Deployment of solar on dairy farms can be an “attractive” option from an emissions and energy security perspective and farm profitability.
That is what Teagasc told attendees at a recent sitting of the Joint Oireachtas Committee, which focused on solar energy and the agricultural industry.
To date, the state agency declared, the only viable option for deploying solar PV for dairy farmers has been to follow the self-consumption micro-generation route.
It explained that there has been an absence of an export tariff for electricity exported to the national grid, and additionally, planning permission has been required for PV arrays in excess of 50 m2.
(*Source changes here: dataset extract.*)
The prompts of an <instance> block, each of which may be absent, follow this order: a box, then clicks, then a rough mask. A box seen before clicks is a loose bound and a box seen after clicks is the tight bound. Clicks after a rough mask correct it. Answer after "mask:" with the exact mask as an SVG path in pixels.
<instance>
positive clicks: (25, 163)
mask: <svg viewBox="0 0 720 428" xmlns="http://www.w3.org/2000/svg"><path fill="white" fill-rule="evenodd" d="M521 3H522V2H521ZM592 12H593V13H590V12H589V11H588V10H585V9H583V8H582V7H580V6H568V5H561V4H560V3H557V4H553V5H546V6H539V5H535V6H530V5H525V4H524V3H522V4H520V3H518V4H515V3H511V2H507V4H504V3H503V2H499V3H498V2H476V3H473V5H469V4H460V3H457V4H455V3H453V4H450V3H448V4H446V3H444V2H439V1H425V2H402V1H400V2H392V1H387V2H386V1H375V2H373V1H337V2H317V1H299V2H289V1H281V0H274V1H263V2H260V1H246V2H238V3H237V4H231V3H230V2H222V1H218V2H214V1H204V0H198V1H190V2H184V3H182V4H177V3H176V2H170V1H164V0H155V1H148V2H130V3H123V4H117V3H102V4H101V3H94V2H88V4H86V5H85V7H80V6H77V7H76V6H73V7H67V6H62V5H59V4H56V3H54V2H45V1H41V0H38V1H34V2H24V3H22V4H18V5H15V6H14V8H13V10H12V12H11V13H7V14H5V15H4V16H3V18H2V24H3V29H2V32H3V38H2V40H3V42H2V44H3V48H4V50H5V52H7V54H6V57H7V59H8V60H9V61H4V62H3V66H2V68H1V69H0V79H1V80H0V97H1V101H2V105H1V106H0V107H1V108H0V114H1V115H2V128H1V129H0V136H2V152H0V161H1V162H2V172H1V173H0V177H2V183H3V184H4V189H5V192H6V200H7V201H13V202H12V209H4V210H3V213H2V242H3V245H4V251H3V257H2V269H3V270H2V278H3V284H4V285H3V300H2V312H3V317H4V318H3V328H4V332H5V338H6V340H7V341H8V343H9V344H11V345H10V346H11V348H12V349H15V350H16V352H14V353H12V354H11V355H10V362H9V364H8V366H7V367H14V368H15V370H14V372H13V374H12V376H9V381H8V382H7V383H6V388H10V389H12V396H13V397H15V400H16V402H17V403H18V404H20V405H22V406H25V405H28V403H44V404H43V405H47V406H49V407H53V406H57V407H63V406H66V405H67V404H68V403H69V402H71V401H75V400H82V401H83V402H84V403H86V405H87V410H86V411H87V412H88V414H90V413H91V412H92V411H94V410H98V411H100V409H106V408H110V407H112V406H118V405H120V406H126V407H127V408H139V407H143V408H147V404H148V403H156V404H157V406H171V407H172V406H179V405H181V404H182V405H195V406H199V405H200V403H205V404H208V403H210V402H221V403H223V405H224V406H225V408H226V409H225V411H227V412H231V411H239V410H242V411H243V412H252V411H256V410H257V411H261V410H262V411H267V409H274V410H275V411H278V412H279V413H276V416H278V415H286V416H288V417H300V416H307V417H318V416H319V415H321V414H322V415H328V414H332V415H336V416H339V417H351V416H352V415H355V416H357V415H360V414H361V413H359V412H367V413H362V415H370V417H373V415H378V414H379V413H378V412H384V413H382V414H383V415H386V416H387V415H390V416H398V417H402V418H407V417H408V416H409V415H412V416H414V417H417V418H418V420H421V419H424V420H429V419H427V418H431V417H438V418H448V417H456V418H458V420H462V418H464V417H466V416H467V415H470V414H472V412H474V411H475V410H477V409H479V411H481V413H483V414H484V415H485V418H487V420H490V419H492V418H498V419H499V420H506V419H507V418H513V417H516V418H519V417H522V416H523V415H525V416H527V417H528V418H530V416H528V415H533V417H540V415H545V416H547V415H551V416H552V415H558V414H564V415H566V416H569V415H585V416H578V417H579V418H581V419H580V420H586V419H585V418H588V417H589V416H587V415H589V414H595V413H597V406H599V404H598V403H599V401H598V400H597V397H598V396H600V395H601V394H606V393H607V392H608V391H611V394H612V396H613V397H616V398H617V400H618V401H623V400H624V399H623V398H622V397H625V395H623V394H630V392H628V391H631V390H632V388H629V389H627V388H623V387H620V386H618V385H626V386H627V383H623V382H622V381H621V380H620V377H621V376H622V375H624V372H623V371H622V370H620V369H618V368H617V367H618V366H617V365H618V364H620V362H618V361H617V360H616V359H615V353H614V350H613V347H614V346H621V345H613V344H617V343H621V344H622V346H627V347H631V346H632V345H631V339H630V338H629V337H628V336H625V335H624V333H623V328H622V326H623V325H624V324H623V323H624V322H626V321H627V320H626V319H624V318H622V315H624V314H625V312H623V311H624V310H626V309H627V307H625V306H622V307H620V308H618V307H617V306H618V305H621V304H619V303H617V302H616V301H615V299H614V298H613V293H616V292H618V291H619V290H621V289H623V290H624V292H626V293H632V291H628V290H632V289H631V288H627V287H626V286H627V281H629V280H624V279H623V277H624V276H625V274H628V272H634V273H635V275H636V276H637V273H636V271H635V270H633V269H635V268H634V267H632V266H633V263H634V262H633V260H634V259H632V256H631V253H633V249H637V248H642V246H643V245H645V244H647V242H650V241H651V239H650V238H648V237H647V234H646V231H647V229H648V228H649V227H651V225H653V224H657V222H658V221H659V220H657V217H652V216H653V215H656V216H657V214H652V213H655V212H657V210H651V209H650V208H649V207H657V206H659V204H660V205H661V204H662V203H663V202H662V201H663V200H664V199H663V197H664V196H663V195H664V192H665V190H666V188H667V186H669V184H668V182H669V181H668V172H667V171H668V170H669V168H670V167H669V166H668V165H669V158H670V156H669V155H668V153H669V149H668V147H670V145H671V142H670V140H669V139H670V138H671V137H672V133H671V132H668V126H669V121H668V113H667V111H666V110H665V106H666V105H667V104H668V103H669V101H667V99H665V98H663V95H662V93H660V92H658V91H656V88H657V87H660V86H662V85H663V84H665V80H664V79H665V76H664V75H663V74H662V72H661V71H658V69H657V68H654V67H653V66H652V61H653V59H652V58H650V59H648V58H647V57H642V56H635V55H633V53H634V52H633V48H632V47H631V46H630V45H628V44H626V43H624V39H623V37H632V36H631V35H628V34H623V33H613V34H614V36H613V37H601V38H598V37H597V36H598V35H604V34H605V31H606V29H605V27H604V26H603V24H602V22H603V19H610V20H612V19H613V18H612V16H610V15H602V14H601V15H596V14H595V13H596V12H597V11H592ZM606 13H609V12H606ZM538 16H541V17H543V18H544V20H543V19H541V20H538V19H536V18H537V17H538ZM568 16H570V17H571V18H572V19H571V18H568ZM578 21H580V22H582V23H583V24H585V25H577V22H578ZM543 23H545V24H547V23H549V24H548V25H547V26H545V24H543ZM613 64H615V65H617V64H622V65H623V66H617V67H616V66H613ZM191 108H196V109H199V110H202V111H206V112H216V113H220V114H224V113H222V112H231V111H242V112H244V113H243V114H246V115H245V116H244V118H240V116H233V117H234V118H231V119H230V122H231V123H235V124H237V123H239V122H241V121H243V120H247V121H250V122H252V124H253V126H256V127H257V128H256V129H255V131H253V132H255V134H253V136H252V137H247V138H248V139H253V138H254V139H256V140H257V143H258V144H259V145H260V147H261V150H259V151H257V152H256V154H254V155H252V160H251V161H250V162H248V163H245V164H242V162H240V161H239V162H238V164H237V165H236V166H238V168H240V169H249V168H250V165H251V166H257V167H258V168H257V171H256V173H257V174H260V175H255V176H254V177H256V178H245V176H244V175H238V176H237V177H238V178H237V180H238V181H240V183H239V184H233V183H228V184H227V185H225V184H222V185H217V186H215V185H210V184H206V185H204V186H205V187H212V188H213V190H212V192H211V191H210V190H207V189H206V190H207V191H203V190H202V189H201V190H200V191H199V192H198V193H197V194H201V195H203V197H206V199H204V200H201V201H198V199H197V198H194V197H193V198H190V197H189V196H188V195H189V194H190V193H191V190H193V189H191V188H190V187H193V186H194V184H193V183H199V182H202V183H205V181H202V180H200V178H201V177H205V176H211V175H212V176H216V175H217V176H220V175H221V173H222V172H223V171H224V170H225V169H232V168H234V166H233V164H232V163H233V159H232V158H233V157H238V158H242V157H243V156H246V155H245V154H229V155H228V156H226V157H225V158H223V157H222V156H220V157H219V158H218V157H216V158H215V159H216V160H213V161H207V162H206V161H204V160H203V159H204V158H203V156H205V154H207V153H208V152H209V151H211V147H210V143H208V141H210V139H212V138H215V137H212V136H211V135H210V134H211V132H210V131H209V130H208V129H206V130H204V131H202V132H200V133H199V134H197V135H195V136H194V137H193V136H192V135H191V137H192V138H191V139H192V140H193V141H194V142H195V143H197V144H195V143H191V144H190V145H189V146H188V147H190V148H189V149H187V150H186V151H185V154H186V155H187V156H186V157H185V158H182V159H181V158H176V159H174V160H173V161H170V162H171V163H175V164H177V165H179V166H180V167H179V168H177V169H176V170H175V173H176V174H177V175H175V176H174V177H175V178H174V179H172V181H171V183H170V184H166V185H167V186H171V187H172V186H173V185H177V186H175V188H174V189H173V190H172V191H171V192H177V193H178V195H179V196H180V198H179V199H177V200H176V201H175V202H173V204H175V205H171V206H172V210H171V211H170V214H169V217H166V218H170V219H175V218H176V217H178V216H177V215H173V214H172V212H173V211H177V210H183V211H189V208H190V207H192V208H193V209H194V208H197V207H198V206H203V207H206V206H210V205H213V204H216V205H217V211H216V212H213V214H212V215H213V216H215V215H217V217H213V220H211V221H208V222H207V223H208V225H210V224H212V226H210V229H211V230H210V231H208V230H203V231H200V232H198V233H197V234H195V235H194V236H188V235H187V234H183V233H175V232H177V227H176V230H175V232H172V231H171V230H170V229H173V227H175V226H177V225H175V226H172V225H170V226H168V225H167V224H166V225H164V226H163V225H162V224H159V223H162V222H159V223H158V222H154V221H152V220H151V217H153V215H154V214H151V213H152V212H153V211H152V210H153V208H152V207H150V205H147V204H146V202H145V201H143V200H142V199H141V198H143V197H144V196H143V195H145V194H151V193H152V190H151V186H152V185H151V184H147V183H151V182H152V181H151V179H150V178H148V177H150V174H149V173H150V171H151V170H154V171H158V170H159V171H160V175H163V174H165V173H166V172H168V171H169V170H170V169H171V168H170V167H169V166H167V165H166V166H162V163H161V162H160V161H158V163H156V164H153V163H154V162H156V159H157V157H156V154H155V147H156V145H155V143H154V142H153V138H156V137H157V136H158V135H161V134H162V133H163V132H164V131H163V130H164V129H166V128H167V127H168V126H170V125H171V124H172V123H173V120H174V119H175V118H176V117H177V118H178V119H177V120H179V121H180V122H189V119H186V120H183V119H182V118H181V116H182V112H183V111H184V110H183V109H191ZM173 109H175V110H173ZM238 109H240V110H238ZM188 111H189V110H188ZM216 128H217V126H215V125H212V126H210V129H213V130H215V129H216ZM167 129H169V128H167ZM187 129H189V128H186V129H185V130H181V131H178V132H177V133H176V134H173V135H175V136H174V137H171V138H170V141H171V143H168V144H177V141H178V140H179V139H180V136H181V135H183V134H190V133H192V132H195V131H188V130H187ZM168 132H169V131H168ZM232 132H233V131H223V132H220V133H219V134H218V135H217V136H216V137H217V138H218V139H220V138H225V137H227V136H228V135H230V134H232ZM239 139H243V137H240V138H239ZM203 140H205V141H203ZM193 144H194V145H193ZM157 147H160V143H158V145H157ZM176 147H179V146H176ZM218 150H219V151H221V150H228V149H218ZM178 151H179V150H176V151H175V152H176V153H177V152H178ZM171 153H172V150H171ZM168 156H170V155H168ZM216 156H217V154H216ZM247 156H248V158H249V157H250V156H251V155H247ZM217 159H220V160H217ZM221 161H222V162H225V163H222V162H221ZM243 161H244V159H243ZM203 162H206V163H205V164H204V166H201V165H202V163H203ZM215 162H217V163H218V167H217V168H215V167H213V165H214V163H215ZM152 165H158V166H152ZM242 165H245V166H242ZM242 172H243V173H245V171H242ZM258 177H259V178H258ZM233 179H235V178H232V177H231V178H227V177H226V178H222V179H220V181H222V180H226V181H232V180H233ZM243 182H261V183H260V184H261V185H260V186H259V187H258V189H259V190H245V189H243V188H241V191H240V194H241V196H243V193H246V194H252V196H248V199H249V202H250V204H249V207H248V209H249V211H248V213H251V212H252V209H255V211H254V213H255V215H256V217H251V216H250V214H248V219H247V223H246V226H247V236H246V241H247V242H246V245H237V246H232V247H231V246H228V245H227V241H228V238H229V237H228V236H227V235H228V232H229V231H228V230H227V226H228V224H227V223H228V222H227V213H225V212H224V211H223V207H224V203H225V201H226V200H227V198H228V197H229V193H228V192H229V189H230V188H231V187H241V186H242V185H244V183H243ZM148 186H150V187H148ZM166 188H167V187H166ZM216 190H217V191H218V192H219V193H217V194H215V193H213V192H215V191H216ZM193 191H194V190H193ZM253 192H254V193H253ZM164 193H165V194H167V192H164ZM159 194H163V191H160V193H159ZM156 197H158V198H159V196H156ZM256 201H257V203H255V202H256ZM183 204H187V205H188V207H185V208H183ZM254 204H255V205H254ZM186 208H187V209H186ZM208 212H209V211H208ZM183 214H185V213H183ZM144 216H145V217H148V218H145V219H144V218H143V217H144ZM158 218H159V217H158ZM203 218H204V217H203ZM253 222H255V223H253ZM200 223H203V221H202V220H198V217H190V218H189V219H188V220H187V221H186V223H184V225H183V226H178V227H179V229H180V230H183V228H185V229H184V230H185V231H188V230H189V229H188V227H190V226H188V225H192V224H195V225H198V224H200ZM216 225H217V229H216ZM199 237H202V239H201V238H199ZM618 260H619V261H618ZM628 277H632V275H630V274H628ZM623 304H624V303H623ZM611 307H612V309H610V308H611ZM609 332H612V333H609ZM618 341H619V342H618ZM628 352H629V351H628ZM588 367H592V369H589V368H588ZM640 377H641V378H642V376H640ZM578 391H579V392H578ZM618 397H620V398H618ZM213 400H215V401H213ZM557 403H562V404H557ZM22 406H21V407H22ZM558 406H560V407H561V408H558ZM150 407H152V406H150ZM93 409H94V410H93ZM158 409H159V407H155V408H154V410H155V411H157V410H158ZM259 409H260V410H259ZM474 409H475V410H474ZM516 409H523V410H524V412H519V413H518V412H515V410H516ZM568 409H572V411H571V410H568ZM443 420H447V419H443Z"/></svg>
They believe that these aspects have limited “the appetite” for installing larger systems among farmers to date.
Solar on dairy farms
The state agency explained:
“A typical solar PV installation on a 100-cow dairy farm comprises the installation of an 11 kWp solar PV array on the dairy shed roof (this size has not required planning), which involves an investment of approx. €15,300.”
“This size system will supply 30% of the farm’s electricity needs from renewables and will pay for itself in around seven years (at current electricity prices and without grant aid).”
According to Teagasc, this size system would offset 3 tonnes of CO2 per annum.
It believes that there “should be renewed” interest among farmers in adopting solar PV by allowing for up to 50 kWp systems on farms.
In making this statement, it points to recent announcements on the advent of a micro and mini-generation solar PV export tariff and recent easing of planning requirements.
However, some anomalies exist, such as the inability of farmers to avail of the export tariff if they use their DAFM TAMS grant to part-fund their solar PV system, the state agency said.
The state agency continued:
“The opportunities for solar deployment on farms are great, given that shed roofs are the ideal home for such systems. There is no shortage of space for these systems on a typical farm.”
“Similarly, dairy farms that operate spring-calving systems produce most of their milk during the summer months. Hence, they consume the most electricity, during the months of highest solar electricity generation.”
The spokesperson highlighted that the average herd has increased from 58 dairy cows in 2010 to 90 dairy cows this year.
It also highlighted that electricity prices have “continuously fluctuated” in recent years, and an “increase” in electricity prices in the coming years is very likely.